Forward-looking metrics could have a key role to play in the race to Net-Zero ahead of COP 26 with improvements on GHG emissions data, standardised climate scenarios and clear transition pathways for the key economic sectors. Today, Eurosif responded to the Financial Stability Board TCFD consultation on forward-looking metrics.

Ahead of the COP 26 later this year, the race is on to reach climate neutrality objective of Net-Zero by 2050. Asset owners and asset managers are starting to use forward-looking climate metrics and different methodologies to ensure a gradual alignment of their investment portfolios with this net-zero objective.

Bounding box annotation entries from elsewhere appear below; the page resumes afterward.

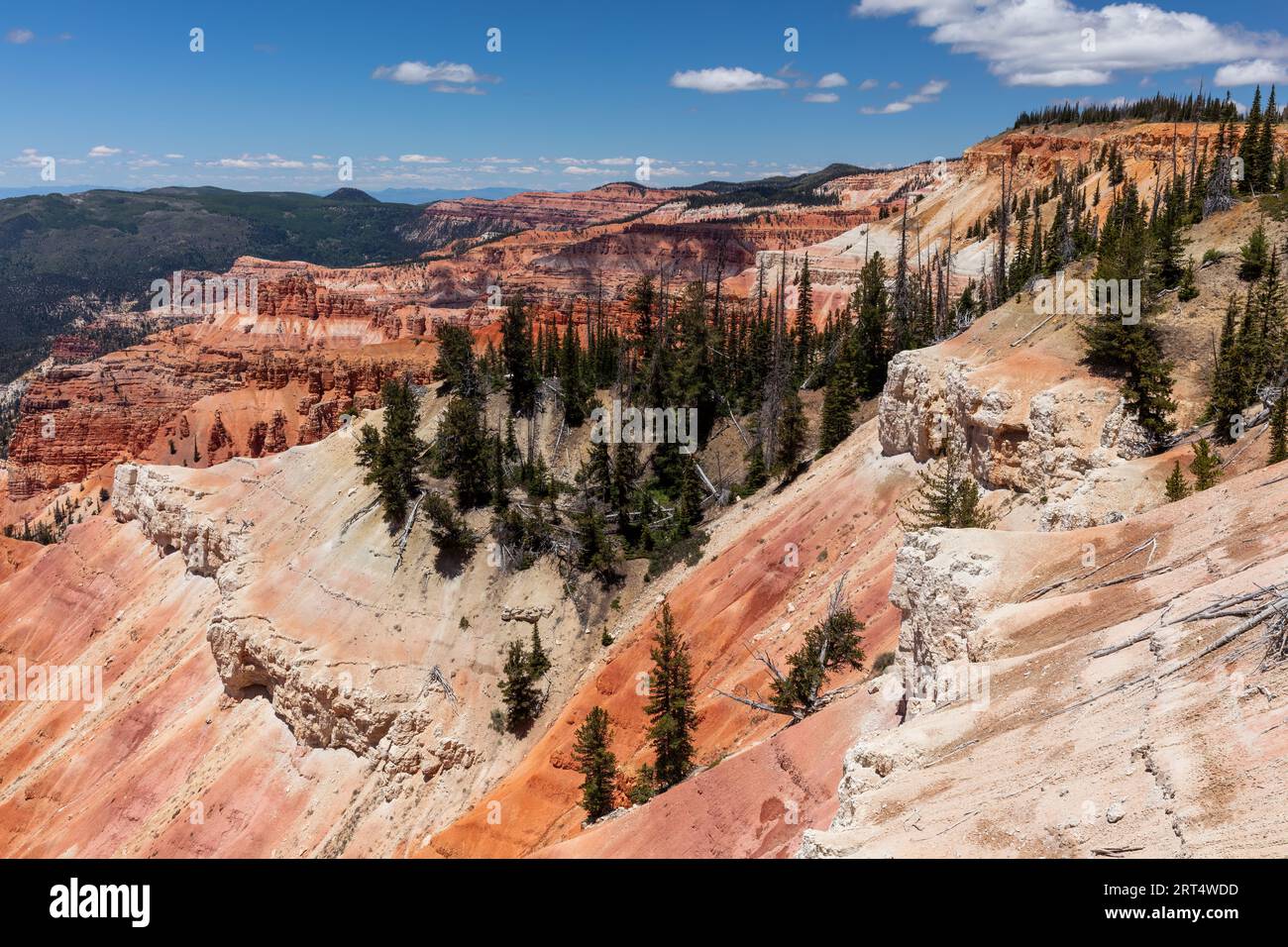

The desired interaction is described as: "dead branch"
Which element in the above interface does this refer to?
[394,489,428,573]
[1021,533,1158,601]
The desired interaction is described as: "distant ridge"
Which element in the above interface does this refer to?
[326,187,380,204]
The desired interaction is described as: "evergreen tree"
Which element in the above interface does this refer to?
[528,622,550,681]
[626,763,657,805]
[501,640,541,732]
[490,434,510,513]
[1239,222,1270,282]
[501,295,537,415]
[849,253,892,398]
[1239,85,1261,191]
[432,372,496,510]
[772,598,864,720]
[433,322,474,390]
[357,378,425,532]
[793,253,814,386]
[818,365,854,454]
[777,385,808,476]
[644,601,698,789]
[421,489,480,554]
[675,458,703,537]
[559,320,587,428]
[1190,437,1223,493]
[899,441,995,530]
[1176,257,1199,303]
[739,441,769,494]
[1163,460,1190,502]
[1266,391,1288,464]
[572,707,617,822]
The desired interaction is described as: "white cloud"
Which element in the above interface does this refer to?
[671,65,787,93]
[13,149,47,167]
[859,102,912,115]
[859,78,948,115]
[371,59,501,95]
[851,0,1288,86]
[905,78,948,104]
[1216,59,1288,85]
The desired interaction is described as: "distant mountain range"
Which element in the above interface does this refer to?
[0,184,523,204]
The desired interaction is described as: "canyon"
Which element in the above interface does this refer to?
[0,116,1288,858]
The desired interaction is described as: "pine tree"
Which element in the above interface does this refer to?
[490,434,510,513]
[528,622,550,681]
[777,385,808,476]
[1267,390,1288,464]
[432,322,474,391]
[1239,85,1261,191]
[1253,85,1279,192]
[818,365,854,454]
[432,381,496,510]
[849,253,890,398]
[1176,257,1199,303]
[559,320,587,428]
[1190,437,1223,493]
[644,601,698,789]
[899,440,995,530]
[357,378,425,532]
[1163,460,1190,502]
[501,295,537,415]
[772,595,864,720]
[675,458,703,537]
[421,489,480,554]
[1239,222,1270,282]
[793,254,814,386]
[572,707,617,822]
[739,441,769,494]
[501,640,541,733]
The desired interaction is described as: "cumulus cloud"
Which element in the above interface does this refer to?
[671,65,787,93]
[851,0,1288,86]
[859,78,948,115]
[1216,59,1288,85]
[371,59,501,95]
[859,102,912,115]
[206,154,304,170]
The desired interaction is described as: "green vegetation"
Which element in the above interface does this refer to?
[572,707,617,822]
[644,601,698,789]
[899,441,995,530]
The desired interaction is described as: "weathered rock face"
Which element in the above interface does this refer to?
[799,471,1288,858]
[879,349,1146,492]
[9,290,434,500]
[403,183,686,248]
[890,530,999,716]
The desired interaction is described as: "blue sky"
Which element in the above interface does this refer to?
[0,0,1288,191]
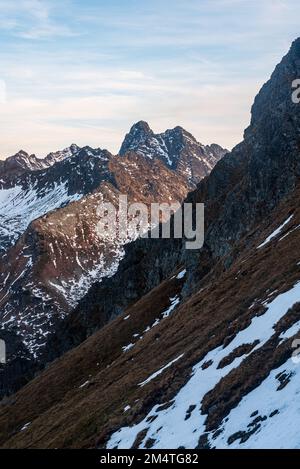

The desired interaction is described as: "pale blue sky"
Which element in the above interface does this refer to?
[0,0,300,158]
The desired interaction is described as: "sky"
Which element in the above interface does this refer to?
[0,0,300,158]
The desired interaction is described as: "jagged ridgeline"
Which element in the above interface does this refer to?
[0,122,226,395]
[0,39,300,449]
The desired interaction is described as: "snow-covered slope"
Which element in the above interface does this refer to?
[0,144,80,188]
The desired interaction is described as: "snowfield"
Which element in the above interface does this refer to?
[0,183,82,248]
[107,282,300,449]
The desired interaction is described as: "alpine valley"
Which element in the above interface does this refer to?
[0,39,300,449]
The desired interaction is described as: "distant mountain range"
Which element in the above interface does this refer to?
[0,38,300,449]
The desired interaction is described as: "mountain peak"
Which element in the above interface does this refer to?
[119,121,154,156]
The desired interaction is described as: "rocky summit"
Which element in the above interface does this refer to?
[0,124,225,395]
[0,39,300,449]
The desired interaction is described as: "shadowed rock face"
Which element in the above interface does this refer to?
[0,39,300,448]
[0,143,80,188]
[0,125,221,398]
[120,121,227,187]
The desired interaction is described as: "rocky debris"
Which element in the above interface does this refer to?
[119,121,228,187]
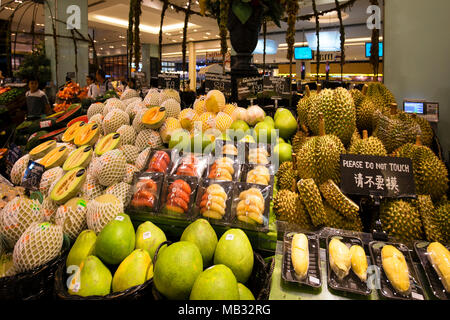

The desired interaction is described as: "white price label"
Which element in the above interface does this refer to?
[142,231,152,240]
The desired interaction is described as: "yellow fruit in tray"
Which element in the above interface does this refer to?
[291,233,309,280]
[381,245,411,294]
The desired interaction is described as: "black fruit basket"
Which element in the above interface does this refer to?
[152,241,275,301]
[54,255,153,301]
[0,241,69,301]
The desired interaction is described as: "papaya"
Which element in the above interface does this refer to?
[66,230,97,267]
[68,256,112,297]
[95,213,136,265]
[136,221,167,259]
[112,249,153,292]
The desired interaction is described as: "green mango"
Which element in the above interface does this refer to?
[136,221,167,259]
[112,249,153,292]
[67,256,112,297]
[66,230,97,267]
[95,213,136,265]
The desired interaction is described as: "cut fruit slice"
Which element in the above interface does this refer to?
[63,146,94,171]
[73,123,100,147]
[95,133,122,156]
[30,140,56,160]
[141,107,167,129]
[39,146,69,170]
[50,168,87,204]
[61,121,86,142]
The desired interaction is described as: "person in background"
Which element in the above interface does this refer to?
[26,79,51,120]
[95,69,114,96]
[86,74,100,99]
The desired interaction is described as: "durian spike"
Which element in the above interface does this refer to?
[416,134,422,146]
[363,130,369,140]
[391,103,398,116]
[305,85,311,98]
[361,84,369,96]
[319,112,326,137]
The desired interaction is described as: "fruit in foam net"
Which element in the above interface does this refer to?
[50,167,87,204]
[13,222,63,273]
[95,132,122,156]
[381,245,411,295]
[29,140,56,160]
[63,145,94,171]
[146,151,170,173]
[208,157,234,181]
[236,188,265,225]
[61,121,86,142]
[166,180,192,214]
[247,166,270,186]
[328,238,352,280]
[200,184,227,220]
[291,233,309,280]
[73,123,100,147]
[131,179,158,209]
[39,146,69,170]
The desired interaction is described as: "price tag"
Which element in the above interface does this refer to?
[225,234,234,240]
[21,160,45,191]
[142,231,152,240]
[341,154,416,198]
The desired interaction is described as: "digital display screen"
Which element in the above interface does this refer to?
[294,47,312,60]
[403,101,424,114]
[366,42,383,58]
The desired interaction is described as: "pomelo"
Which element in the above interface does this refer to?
[180,219,217,267]
[214,229,254,283]
[153,241,203,300]
[238,283,255,300]
[190,264,239,300]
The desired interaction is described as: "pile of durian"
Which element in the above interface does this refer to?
[274,83,450,243]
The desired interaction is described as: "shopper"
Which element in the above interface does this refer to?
[86,74,100,99]
[95,69,114,96]
[26,79,51,120]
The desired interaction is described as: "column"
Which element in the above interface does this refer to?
[188,42,197,91]
[45,0,89,86]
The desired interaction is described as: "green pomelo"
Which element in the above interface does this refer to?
[190,264,239,300]
[180,219,217,267]
[95,213,135,265]
[153,241,203,300]
[136,221,167,260]
[214,229,253,283]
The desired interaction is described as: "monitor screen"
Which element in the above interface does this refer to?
[403,101,424,114]
[295,47,312,60]
[366,42,383,58]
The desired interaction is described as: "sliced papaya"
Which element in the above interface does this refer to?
[63,146,94,171]
[30,140,56,160]
[142,107,166,129]
[73,123,100,147]
[61,121,86,142]
[95,133,122,156]
[50,168,87,204]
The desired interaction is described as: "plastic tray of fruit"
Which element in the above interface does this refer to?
[203,157,242,181]
[160,176,199,220]
[195,179,234,226]
[241,164,275,187]
[369,241,425,300]
[414,241,450,300]
[281,231,322,288]
[230,182,273,232]
[326,235,372,296]
[129,172,164,213]
[170,153,210,179]
[145,149,176,174]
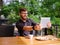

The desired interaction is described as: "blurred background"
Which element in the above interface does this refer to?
[0,0,60,37]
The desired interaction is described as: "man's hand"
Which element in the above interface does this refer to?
[23,26,33,31]
[47,22,51,28]
[34,24,42,30]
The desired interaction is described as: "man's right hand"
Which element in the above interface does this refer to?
[23,26,33,31]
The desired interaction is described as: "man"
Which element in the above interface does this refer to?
[16,8,41,36]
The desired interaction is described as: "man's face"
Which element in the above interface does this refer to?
[19,11,28,20]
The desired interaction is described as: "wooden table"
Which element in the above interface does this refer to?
[0,37,60,45]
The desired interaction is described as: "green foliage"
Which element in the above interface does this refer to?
[7,10,20,24]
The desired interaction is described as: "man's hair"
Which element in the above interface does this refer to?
[19,8,27,13]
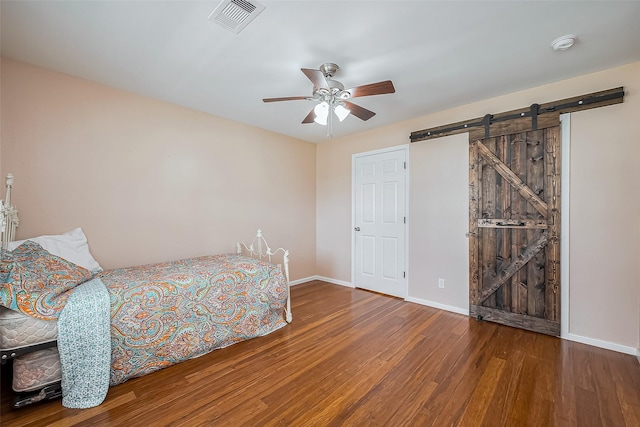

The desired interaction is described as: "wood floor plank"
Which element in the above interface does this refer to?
[0,281,640,427]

To ensure these metrics become decision-useful for investors, a number of steps will need to improve:

  1. Better data on GHG Emissions - The accuracy of forward-looking metrics depends entirely on the quality of GHG emissions data underpinning them. While aiming for perfection is good, it would already be good to get standardisation around the relevance of Scope 1, 2, 3 and possibly for different economic sectors. 
  1. Climate scenarios and transition pathways - Since these metrics are inherently forward-looking, the relevance of these metrics depends on the climate scenarios and transition pathways used to compute the results. Technically accurate metrics based on unrealistic or flawed scenarios and transition pathways for certain key sectors (energy, transportation, manufacturing, real estate, agriculture) will not be decision-useful.
  1. Make use of the right metrics - Not all forward-looking metrics are equally decision-useful to investors. In general, we would avoid metrics that look to combine carbon intensity or carbon footprint with economic values such as the value of investments or revenues. These metrics could artificially drive investors towards shares of companies with traditionally low carbon business models (e.g. pharmaceuticals vs transport), while neglecting shares in high-emitting sectors. However, it is exactly the transition of these high-emitting sectors that will determine whether or not we will achieve the race to net-zero. To avoid this, we recommend that company-specific forward-looking climate metric should compare between companies within the same industry and versus the industry-specific transition pathway to achieve net-zero.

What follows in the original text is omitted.